Page 1 of 1

[astro-ph/0307080] Precision Primordial $^4$He Measurement w

Posted: November 04 2004
by Alessandro Melchiorri
Hi all, just saw this paper today on the web. It is definitly an interesting paper but I have a question concerning the constraints on the Helium abundance from CMB data alone.
The authors of this paper claim Y=0.25\pm0.02 (see Fig.2) while Trotta and Hansen in
astro-ph/0306588 claim 0.16<Y<0.5, so error bars more than 10 times larger!!!
Is this due to different priors ?

[astro-ph/0307080] Precision Primordial $^4$He Measurement w

Posted: November 05 2004
by Greg Huey
We know about the Hansen & Trotta limits, and that they are much larger than our CMB-only limits. We had a protracted discussion with them about the various possible reasons. Its been quite a while (well over a year) so my memory is a bit rusty.

As I recall, there are a couple of reasons for the differences. One is that they have much sparser high-l experimental coverage than we do. I think they used only one other eperiment besides WMAP (but I might be mistaken), while we used the high-l bands of most of the recent CMB experiments. High-l coverage is important, as I recall, in reducing degeneracies with and between other parameters.

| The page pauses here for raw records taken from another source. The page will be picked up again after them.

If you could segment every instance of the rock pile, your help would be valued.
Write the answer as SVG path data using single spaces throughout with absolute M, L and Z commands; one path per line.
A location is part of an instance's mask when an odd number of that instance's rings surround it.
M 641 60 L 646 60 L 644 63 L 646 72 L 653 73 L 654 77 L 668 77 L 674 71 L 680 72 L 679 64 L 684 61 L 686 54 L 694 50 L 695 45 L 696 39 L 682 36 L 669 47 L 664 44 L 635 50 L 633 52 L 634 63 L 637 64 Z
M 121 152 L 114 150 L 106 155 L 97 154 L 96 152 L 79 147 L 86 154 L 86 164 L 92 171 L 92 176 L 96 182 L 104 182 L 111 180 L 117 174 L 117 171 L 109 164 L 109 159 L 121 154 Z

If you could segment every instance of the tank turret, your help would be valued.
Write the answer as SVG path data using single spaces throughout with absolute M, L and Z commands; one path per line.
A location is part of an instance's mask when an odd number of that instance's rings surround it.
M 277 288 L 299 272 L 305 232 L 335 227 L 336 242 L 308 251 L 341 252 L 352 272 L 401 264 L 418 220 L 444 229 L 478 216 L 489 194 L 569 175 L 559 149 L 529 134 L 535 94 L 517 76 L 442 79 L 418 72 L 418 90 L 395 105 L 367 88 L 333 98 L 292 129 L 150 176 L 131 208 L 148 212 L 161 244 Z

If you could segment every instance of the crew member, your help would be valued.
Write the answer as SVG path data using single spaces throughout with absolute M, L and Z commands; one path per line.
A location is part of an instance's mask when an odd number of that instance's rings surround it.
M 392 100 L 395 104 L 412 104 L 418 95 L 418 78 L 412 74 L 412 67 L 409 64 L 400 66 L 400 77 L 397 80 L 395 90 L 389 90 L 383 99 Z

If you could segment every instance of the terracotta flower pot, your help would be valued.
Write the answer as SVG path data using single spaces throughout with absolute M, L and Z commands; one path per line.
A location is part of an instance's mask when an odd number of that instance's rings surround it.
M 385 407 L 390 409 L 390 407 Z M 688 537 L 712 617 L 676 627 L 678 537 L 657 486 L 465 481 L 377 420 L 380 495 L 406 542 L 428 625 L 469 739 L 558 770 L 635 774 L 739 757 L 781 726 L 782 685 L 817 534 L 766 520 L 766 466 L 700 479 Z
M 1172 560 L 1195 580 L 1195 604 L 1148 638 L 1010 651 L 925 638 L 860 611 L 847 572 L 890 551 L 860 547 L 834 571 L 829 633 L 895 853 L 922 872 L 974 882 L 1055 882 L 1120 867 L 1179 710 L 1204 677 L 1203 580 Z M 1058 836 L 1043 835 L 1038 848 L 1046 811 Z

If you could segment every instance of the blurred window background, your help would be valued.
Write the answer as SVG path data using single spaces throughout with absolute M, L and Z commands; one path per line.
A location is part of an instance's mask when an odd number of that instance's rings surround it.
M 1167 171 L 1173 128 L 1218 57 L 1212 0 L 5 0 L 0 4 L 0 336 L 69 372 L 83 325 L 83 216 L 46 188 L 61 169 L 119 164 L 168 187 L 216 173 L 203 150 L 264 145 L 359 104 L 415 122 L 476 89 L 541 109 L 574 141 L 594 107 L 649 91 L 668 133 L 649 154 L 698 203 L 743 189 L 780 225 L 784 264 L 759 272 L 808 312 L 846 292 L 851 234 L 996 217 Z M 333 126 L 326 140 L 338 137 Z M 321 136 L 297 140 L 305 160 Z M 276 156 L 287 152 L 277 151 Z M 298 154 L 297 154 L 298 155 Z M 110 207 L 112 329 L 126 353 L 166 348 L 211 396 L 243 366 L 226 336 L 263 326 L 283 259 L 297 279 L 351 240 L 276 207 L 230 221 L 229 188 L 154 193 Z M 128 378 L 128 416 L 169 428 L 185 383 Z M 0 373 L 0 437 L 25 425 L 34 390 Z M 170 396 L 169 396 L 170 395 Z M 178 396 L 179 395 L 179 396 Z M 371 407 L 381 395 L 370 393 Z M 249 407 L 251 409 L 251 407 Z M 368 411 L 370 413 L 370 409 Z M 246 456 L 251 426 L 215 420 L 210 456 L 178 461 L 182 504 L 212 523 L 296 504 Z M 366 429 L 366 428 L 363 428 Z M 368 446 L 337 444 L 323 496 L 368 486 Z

We did check some of their degenerate models (using their set of experiments) to see if we could reproduce their large error range for He4. We were able to reproduce the goodness-of-fits for
some of these. I can't recall now if we checked their full 0.16<Y<0.5 range, or a smaller range.

Another issue I recall is that they resricted their Markov chains to models that were flat, no tensors (?) and maybe some constraints that we relaxed. It may seem counter-intuitive that a larger parameter space can yield tighter bounds on parameters. However, this is Gaussian intuition, and we found
the likelihood function between our best-fit model and their range of parameter space to be significantly non-Guassian. Our best-fit was a much better fit than their best fit, and the likelihood function was much more sharply peaked around the former than the latter.

We did check convergence of our Markov chains with a multivariate version of the test used by WMAP. We also tested the relative volume of slices of parameter space several different ways. All of these results supported our conclusion that our Markov chains had converged.

You can play with these Markov chain pointsets and run convergence tests yourself online at:

BTW, I am guessing that you only now noticed this paper because we recently updated the online version to match the journal version - we had forgotten to do that for about a year.

Greg Huey

Posted: November 05 2004
by Roberto Trotta
While it is true that we had somewhat less data in the high-ell region (WMAP+CBI+ACBAR), we have compelling reasons to believe that the errors given by Huey et al cannot be correct:

the effect of 4He is limited to a change in the efficiency of the tight coupling regime, which translates into a slightly different Silk damping. A change of Y_p by 10% affects the T spectrum at the level of 2% for ell=1800 (see our figure 3). There is also a change in the reionization bump, but this is degenerate with tau or with changes in the reionization history. so the physical impact is minimal: we don't see which experimental coverage (short of Planck) could possibly detect a 0.4% change above ell=1000 in an 8 dimensional parameter space.

In the Huey et al paper there is no discussion of how their very precise constraints physically come about. An indeed, it is hard to see how marginalizing over a non-gaussian, higher dimensional parameter space could yield smaller constraints...

BTW, the Gellman & Rubin criterium is a test for mixing, not for convergence. We are sorry that, despite intesive email exchange, we could not establish the reason for this discrepancy. We still believe it has to be searched in a severe undersampling of the tails in the MC method by Huey et al. In fact, in the 2 figures below

we compare two spectra which, according to Huey et al, should be 5 sigmas apart (one has Y_P = 0.24, the other Y_p = 0.30, the remaining parameters slighlty tuned). They are indistinguishable.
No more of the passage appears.